Three distinct phases of this peculiarly modern development of humanity must now be distinguished. In the first of these the supernatural idea of God gradually grows dim, and slowly but surely the supernatural order of life fades from the field of vision. This process extends from the beginning of the Renaissance to the Deism of the eighteenth century. The second phase is the comparatively short interlude formed by the German idealism of Goethe’s day. We ourselves are in the final phase. This evolves a positivist and historicist humanism and ends with the total uprooting of man.
It should be borne carefully in mind that it is during the course of the first phase – during the development, that is, from the Renaissance to Deism – that the really decisive crises occur. That is because it is during this period that the destruction of the religious unity of the Middle Ages is accomplished. This fact is usually ignored, because at that time, in spite of the inner decadence, an astonishingly high level of culture was attained, while the fruits of decomposition did not become apparent in any way until the second, nor fully until the final phase. […]
Perhaps the feature that characterizes the first phase of the modern spirit, extending from the Renaissance to the development of Deism, is the definitive substitution for the life of faith of a life that finds its end in secular culture as such. Whereas, in the best periods of the Middle Ages and of antiquity, the cultural achievement is, so to speak, the automatic result of a life steeped in the liturgical consecration of religion – natural in antiquity, natural-supernatural in the Middle Ages – at this point the center of gravity is suddenly and fatally shifted. The cultural achievement becomes the primary consideration, the sanctity of religious fellowship and the life of faith of secondary importance. […]
However the man of the Renaissance may have pictured to himself his increased delight in secular culture as a return to antiquity, he failed to perceive that in reality he took only a connoisseur’s interest in the fragrance and bloom of the old civilization and had little understanding for that fundamental piety from which the fair fruit of human culture had sprung. […]
The final dilution of the inherited faith of antiquity and Christianity is represented by the fourth type of man, in the second phase of secularization.
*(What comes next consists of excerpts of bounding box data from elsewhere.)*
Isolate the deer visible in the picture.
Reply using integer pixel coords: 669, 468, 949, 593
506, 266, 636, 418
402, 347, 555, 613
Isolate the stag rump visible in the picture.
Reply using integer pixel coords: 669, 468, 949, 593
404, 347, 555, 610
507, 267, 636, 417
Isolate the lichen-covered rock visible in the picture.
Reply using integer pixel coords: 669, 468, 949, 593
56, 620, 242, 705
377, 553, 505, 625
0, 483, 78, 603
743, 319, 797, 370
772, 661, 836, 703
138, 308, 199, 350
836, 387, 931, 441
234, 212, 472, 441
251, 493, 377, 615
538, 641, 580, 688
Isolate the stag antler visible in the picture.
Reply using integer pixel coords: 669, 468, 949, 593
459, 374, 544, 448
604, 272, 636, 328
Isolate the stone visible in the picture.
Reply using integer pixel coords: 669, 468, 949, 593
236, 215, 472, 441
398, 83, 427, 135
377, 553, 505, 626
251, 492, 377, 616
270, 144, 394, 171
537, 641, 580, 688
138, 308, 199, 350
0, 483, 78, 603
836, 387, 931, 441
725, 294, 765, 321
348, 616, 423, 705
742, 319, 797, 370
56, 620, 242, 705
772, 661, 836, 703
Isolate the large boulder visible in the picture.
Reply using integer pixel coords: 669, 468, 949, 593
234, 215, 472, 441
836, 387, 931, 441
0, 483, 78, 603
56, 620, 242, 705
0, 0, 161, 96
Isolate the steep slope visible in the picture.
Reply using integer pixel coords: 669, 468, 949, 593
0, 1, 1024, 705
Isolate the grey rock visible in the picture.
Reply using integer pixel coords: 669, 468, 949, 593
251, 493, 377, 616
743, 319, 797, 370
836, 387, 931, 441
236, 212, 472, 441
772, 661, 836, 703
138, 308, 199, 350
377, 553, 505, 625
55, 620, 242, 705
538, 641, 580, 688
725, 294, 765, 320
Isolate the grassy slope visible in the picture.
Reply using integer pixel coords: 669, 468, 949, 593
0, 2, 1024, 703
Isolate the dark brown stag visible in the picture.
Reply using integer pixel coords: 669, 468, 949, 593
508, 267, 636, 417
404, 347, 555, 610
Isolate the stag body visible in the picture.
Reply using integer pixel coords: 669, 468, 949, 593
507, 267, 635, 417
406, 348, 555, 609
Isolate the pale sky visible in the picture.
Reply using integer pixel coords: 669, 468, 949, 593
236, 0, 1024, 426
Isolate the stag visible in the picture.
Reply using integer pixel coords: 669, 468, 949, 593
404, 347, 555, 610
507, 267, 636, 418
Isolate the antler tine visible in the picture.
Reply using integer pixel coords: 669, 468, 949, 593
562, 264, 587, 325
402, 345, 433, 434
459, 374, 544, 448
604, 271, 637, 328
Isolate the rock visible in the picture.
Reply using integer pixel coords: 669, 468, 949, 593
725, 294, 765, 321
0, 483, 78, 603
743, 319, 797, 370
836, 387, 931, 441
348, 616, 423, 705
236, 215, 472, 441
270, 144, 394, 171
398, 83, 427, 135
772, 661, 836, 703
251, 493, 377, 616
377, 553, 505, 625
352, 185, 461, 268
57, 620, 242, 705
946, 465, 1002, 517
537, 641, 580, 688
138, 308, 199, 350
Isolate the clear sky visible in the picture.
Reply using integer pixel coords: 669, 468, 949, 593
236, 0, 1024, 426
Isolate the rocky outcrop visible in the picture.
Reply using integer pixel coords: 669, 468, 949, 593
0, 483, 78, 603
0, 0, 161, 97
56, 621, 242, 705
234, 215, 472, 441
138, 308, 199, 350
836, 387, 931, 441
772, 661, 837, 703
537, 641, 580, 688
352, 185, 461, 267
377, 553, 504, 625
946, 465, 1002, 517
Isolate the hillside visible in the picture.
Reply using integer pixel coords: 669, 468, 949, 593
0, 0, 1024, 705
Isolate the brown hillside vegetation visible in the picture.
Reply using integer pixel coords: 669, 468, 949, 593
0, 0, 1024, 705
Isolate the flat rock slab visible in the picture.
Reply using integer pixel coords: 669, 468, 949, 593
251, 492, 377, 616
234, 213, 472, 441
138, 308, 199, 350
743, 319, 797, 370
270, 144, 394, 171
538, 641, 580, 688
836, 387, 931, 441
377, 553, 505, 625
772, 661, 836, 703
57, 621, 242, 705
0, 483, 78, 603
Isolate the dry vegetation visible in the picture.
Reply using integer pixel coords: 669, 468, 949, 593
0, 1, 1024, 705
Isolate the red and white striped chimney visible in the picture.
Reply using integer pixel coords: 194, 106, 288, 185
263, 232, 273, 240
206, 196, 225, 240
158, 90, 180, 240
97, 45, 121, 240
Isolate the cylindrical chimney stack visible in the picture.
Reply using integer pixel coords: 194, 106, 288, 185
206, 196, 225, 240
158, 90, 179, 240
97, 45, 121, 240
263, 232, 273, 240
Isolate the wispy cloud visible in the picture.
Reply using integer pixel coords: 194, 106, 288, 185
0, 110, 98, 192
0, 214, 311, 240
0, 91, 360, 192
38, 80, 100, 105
It is the humanism of Goethe and his age. Again there is talk of a resuscitation of antiquity. And what is actually attained is but the last remnant of the faith that still survived from that idealism of the reason, itself little better than a ghost, which had characterized the Enlightenment. It is true that at times Goethe’s work breathes something of that delicate perfume which marks the Catholicism of the Rhineland. But, when we look more closely into it, we see that it is merely a pleasing play with aesthetic categories; the tremendous, supernatural substance is lost; we are but faintly reminded of the metaphysical depth from which once sprang as a serious reality the life of an entire age. […]
Now appears before us the fifth type of humanity, the completely uprooted civilized man of the closing nineteenth and early twentieth centuries, who, with his ideal of a perfectly uniform and standardized internationalism, is preparing the destruction not only of Christianity but of human culture in general. It is man living a life in puris naturalibus, from whom every remnant not only of religion but of metaphysics also has been eliminated, and who, admitting nothing but the abstract law of Things, will recognize the religious convictions of mankind merely as natural phenomena witnessing only to the laws that have produced them.